Nathan Van Gheem: Introduction to Python Asyncio
Talk by Nathan Van Gheem at the Plone Conference 2017 in Barcelona.
This is about the Python 3 core asyncio library. "This module provides infrastructure for writing single-threaded concurrent code using coroutines, multiplexing I/O access over sockets and other resources, running network clients and servers, and other related primitives."
The first time I read that I was like: what?
Asynchronous programming using async and await syntax. Any network activity should not block other code, that is the main idea. This is useful because web applications use TCP sockets. It is a way to improve performance and scale web applications. Also think of microservices.
The optimised event loop allows you to handle a larger number of requests per second. You can have long running requests with very little performance impact. With standard Plone that is impossible.
Requirements: Python 3.4.
How are typical web servers designed like Flask, and Django? Each request is tied to a thread, so you are limited to handling number of threads and processes you run. Threads are expensive (GIL, context switching, CPU). If no threads are available, further requests are blocked, waiting for an open thread. Threads are blocked by network traffic, for example to a database server.

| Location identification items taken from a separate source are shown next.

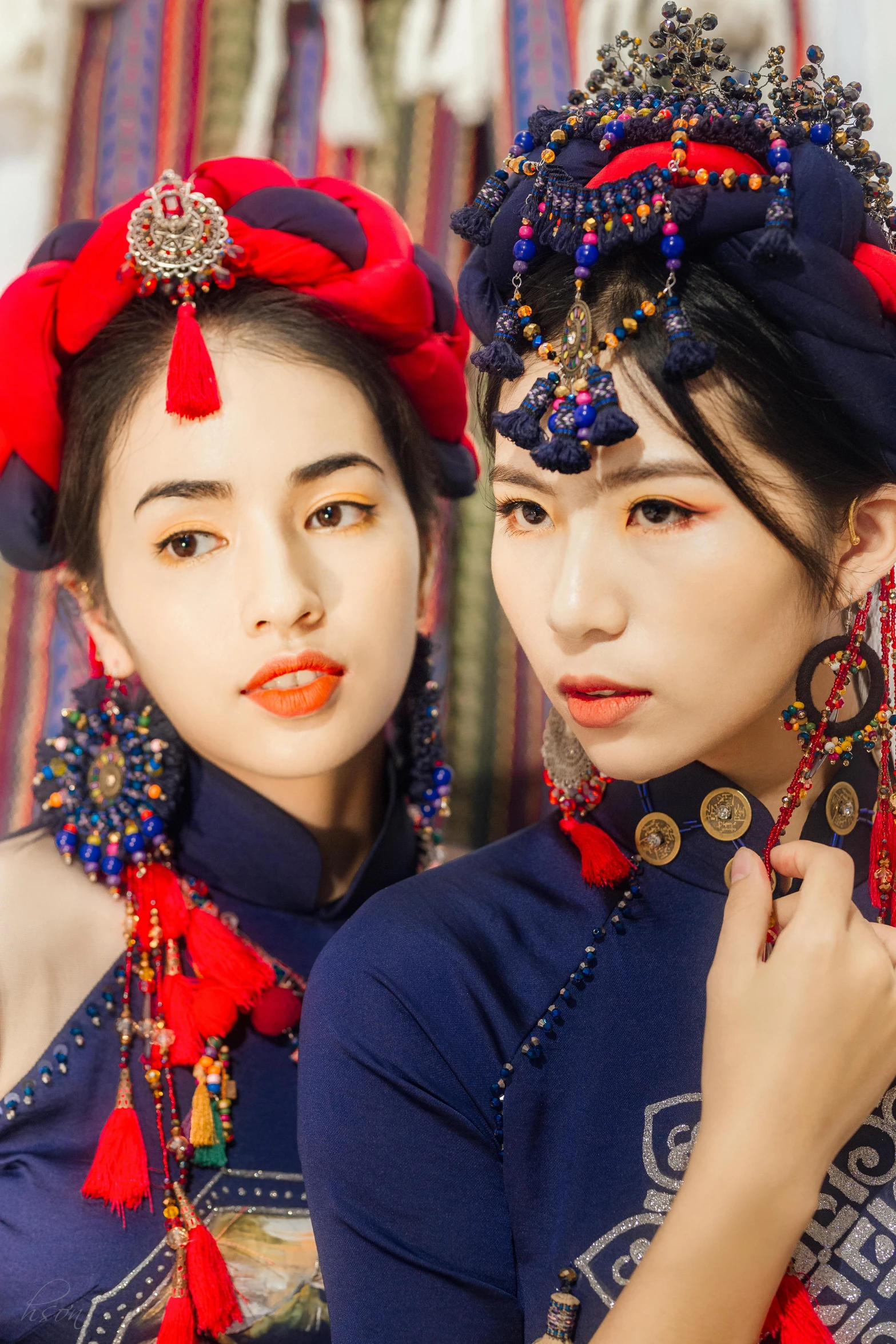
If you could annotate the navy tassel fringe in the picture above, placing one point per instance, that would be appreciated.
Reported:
(687, 358)
(499, 356)
(563, 454)
(523, 427)
(610, 425)
(473, 224)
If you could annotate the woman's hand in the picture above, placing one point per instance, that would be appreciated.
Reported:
(797, 1049)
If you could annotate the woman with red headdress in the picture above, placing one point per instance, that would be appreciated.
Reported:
(226, 412)
(572, 1053)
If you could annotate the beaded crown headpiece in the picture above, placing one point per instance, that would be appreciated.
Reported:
(670, 141)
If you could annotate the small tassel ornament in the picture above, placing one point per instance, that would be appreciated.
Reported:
(193, 387)
(777, 245)
(178, 995)
(687, 358)
(563, 452)
(118, 1174)
(202, 1126)
(221, 955)
(179, 1322)
(791, 1318)
(473, 224)
(523, 427)
(214, 1154)
(610, 424)
(158, 886)
(604, 865)
(499, 356)
(210, 1284)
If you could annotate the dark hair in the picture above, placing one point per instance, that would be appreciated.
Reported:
(781, 408)
(102, 385)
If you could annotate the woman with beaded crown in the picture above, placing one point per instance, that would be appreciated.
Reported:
(686, 288)
(226, 412)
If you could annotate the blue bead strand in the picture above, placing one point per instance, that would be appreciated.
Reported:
(552, 1018)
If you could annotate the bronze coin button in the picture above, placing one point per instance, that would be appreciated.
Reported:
(774, 876)
(657, 839)
(841, 808)
(726, 813)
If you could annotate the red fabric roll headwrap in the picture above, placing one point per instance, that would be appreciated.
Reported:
(57, 307)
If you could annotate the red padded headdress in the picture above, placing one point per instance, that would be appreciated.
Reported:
(318, 236)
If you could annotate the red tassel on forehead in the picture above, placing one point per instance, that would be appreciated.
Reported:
(791, 1318)
(193, 387)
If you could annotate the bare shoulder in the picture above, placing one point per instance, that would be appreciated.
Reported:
(59, 935)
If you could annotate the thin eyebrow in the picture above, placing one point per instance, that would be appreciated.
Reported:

With asyncio, requests can be tied to tasks. You can have lots of tasks per thread, and if a task needs to wait for network traffic, it does not hurt you. But be careful: if anywhere in your code you use the requests library instead of asyncio, that will block your network traffic.

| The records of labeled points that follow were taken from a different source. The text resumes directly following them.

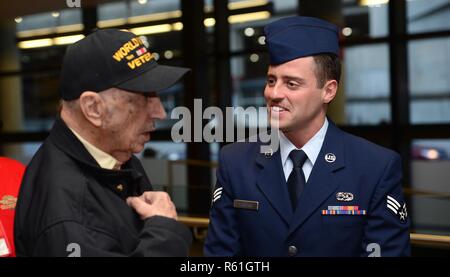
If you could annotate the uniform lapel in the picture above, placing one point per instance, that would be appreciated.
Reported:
(321, 183)
(271, 182)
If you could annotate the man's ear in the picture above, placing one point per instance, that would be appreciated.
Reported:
(93, 107)
(329, 91)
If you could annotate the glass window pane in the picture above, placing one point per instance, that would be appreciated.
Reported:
(428, 15)
(428, 80)
(49, 20)
(112, 11)
(249, 76)
(364, 21)
(365, 84)
(249, 34)
(430, 205)
(140, 7)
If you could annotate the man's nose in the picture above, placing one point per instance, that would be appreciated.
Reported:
(275, 93)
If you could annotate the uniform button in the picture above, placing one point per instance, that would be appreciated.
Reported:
(292, 251)
(119, 187)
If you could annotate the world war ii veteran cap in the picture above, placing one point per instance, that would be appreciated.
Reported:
(113, 58)
(299, 36)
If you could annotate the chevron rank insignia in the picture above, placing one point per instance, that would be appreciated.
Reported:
(397, 209)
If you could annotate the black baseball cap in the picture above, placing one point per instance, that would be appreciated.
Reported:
(110, 58)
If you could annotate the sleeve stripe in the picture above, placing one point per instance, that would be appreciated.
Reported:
(392, 208)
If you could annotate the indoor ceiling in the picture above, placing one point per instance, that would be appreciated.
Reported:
(15, 8)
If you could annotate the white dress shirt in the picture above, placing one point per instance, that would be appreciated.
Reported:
(311, 149)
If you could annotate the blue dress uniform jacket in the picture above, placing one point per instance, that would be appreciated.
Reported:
(69, 206)
(369, 173)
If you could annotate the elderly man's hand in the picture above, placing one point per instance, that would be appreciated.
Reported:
(152, 203)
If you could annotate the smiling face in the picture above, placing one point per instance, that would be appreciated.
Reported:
(129, 119)
(293, 98)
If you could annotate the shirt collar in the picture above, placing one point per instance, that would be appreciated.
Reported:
(311, 148)
(103, 159)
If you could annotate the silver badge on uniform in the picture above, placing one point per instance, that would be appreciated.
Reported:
(330, 157)
(395, 207)
(268, 153)
(217, 194)
(344, 196)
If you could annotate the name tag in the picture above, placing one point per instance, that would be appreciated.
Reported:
(343, 210)
(246, 204)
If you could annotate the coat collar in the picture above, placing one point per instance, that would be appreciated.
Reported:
(320, 185)
(322, 181)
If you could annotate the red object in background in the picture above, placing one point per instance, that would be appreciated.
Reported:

We have Futures`. ``asyncio.run_until_complete with ensure_future wraps your asynchronous call in a Future object.
You can have long running Tasks. Tasks, futures and coroutines are very similar, in the beginning you don't need to worry about that.
Gotcha: everything must be async. Async functions need to be run by the event loop. If you run it manually, it will not do anything. If you don't call an async function using await it will never be run either.

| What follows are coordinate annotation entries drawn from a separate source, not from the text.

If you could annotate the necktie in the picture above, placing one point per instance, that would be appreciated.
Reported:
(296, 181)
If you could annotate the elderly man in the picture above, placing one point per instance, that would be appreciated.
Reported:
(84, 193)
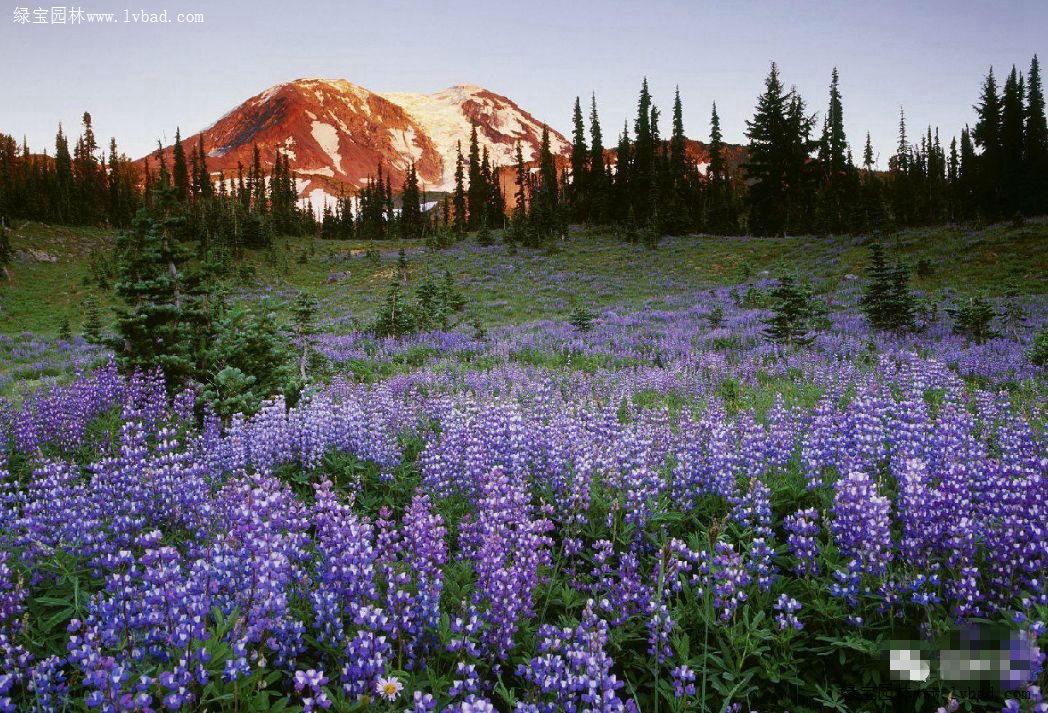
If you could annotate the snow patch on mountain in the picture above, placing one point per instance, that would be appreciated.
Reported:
(327, 137)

asyncio is single threaded: only one event loop can run in a thread at a time. Running multi threaded code in asyncio is unsafe. You can have multiple threads, each having their own event loop. You can get the feel of multiprocessing by using asyncio.gather
With an 'executor' you can make synchronous code asynchronous. Typically it is a thread executor. Try to avoid it, but it is a tool that you can use if needed. See concurrent.futures.
asyncio comes with an amazing subprocess module, so you can await the result of executing a command on the terminal.
The event loop is pluggable, for example tokio.
More and more libraries are popping up using asyncio:
- aiohttp: client and server library
- aioes for elastic search
- asyncpg for postgres
- aiosmtpd for smtp
[See https://github.com/aio-libs for more.]
Debugging is more difficult than regulare sequential programs, the pdb is tricky. aioconsole allows you to have a Python prompt with an asyncio loop already setup for you.
guillotina uses asyncio.
In Python 3.7 you have an execution context, which is going to be nice.
Questions and answers:
- You cannot do WSGI with asyncio. But Tornado uses asyncio.
- What was hardest? Wrapping your head around it all.
- Is this only for network calls? Or also useful for disk access? There is an add-on for that. I tried it and then it was kind of a hack.
- Do you have profiler tools, like seeing if code is blocking too long? See an earlier talk. There is `aiomonitor <https://github.com/aio-libs/aiomonitor>`_.